When Mr. Ford's sister telephoned the Consulate-General on 7th November an account was given about his health and of the case. This record speaks for itself. Looking back and reflecting very carefully on all that my hon. Friend said this afternoon it seemed that we did at least as much as Mr. Ford himself did to keep his family in touch. I do not want to minimise the matter by putting it this way, but it was unfortunate that on one occasion, for which my right hon. Friend and I have now both apologised, incorrect information was passed on which could understandably have caused distress. My hon. Friend' explanation of how this occurred was broadly an accurate one, but I think that he treated the manner in which the Consulate had behaved as if it were more casual than, in fact, was the case.

Mr. Robert Eliot was not just a newspaper reporter, but he was a representative of a leading news agency and a local resident of good standing. It is the practice, and may be particularly necessary in a country like Morocco, when trying to help British citizens in the country, to depend on the help of British residents. I do not think it was unreasonable for the Consul-General, as he was trying to find a solution to a difficult problem and was unaware of the facts which have since come to light, to believe that the information passed to him entirely in good faith—as I think my hon. Friend will now agree—to believe that it was accurate and, therefore, information which he could reasonably pass on ultimately to the parents of Ronald Ford.

It has been suggested that misunderstandings of this kind could be avoided had a member of the Consulate-General staff been present at the hearings. Unfortunately, our consuls-general do not have sufficient staff to enable one of them to do this. Mr. Ford was represented by a lawyer and the charge was not very serious in that no death or serious injury was involved. Apart from the Consul-General himself, the consular staff in Tangier consists of only a Vice-Consul and a Pro-Consul. The consular district of Tangier includes more than 1,000 resident British subjects, a figure which is considerably increased during the holiday season by the presence of tourists and other transient visitors, and the work of the Consulate includes commercial information and shipping matters.

Perhaps I can add one personal note. It is only during the last three months, since I have been in the Foreign Office, that I have become fully aware of the nature and extent of the work which our Consuls do. Apart from business travellers, nearly 6 million British tourists go abroad every year and only a small minority find themselves in trouble of any kind. I fully appreciate the worry and tension which people may feel if as a result, for example, of a car breakdown, or luggage being lost, or money being stolen, they find themselves stranded and uncertain about the course which events will take. It is the proper duty of our consuls to give all the help they can in these circumstances.

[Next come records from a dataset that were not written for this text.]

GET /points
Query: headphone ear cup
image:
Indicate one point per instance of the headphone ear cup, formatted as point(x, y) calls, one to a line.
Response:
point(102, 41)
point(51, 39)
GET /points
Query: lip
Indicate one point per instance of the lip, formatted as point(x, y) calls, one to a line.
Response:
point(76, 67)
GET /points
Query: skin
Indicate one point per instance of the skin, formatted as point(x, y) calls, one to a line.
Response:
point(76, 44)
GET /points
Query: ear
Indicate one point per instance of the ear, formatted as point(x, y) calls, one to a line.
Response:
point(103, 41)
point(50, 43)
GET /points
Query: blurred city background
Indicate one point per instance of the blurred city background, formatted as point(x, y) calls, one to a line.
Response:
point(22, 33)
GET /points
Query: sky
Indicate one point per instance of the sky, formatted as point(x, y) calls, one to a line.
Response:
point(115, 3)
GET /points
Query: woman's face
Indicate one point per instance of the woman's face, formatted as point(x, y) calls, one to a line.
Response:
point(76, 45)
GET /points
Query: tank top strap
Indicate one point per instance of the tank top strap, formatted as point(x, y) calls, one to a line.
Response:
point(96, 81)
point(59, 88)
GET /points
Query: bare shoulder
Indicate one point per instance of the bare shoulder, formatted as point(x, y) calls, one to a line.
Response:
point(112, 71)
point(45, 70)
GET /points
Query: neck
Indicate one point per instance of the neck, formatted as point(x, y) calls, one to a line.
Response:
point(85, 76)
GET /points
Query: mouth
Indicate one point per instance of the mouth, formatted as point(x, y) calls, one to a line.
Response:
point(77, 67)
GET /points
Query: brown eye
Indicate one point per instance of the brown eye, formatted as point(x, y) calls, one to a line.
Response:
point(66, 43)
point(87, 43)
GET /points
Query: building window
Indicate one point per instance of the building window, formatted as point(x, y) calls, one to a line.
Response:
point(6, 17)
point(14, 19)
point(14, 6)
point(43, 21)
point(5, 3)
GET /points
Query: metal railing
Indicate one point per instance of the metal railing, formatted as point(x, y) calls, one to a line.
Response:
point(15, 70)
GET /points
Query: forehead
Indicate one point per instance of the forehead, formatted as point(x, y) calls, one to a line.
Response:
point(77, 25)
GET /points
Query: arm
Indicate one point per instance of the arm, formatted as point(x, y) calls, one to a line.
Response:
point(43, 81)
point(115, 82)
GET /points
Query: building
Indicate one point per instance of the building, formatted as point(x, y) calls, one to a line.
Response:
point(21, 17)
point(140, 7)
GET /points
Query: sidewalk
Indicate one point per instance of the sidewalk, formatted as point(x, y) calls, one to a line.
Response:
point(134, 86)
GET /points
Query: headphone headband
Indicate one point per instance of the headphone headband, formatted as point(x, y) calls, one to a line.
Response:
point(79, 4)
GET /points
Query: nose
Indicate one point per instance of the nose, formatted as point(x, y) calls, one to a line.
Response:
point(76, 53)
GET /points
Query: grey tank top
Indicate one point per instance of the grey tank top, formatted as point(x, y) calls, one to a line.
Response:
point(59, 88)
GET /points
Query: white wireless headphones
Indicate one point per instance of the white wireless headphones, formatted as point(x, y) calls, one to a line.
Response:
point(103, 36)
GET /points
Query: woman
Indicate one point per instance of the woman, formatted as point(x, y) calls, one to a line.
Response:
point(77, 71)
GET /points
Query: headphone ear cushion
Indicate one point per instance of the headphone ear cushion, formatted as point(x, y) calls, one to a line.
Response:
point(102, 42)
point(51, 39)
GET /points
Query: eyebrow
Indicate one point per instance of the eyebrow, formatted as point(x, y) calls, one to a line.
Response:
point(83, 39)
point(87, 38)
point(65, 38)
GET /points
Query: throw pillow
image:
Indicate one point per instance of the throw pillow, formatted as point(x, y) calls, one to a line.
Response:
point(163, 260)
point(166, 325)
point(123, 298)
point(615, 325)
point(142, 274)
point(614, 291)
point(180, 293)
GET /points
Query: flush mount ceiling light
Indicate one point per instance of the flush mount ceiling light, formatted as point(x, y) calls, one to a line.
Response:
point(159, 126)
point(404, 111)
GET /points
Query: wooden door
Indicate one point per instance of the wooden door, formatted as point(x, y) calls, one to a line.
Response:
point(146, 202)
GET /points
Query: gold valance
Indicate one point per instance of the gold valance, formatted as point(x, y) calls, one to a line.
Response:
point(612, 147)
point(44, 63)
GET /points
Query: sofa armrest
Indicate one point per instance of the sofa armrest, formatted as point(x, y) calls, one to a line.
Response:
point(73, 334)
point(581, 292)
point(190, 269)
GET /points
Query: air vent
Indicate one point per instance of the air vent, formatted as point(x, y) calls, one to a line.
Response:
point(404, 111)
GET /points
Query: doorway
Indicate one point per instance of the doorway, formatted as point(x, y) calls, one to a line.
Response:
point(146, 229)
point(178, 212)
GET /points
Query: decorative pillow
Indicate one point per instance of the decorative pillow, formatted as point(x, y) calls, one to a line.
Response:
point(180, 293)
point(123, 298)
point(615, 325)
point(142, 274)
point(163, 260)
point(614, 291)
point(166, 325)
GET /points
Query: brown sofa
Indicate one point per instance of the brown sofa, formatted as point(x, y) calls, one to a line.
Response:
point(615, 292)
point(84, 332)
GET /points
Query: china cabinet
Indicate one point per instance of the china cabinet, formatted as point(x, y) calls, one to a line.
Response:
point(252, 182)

I should like to pay my personal tribute to the way in which they give detailed and speedy attention to matters of a quite minor kind and the manner in which they accept responsibility, even when it may be occasionally argued that the person with whom they are dealing is responsible at least in part for the trouble in which he finds himself. However, at the end of the day our consuls have to reserve their time and energy primarily for dealing with those whose trouble is grievous—the bereaved and those involved in serious accidents, or in gaol for long periods. This is always a matter of priorities.

I can assure my hon. Friend that I have studied the papers relating to Mr. Ford with the very greatest care and that the whole sequence of events has now been gone into meticulously in detail both in Morocco and London. One error was made, for which we have apologised, and for that reason I do not feel that any useful purpose could be served by a further inquiry. I hope that my hon. Friend will now accept the assurances which I gave at the beginning of my remarks in the light of what I have said since.

Question put and agreed to.

Adjourned accordingly at twenty-seven minutes to Five o'clock.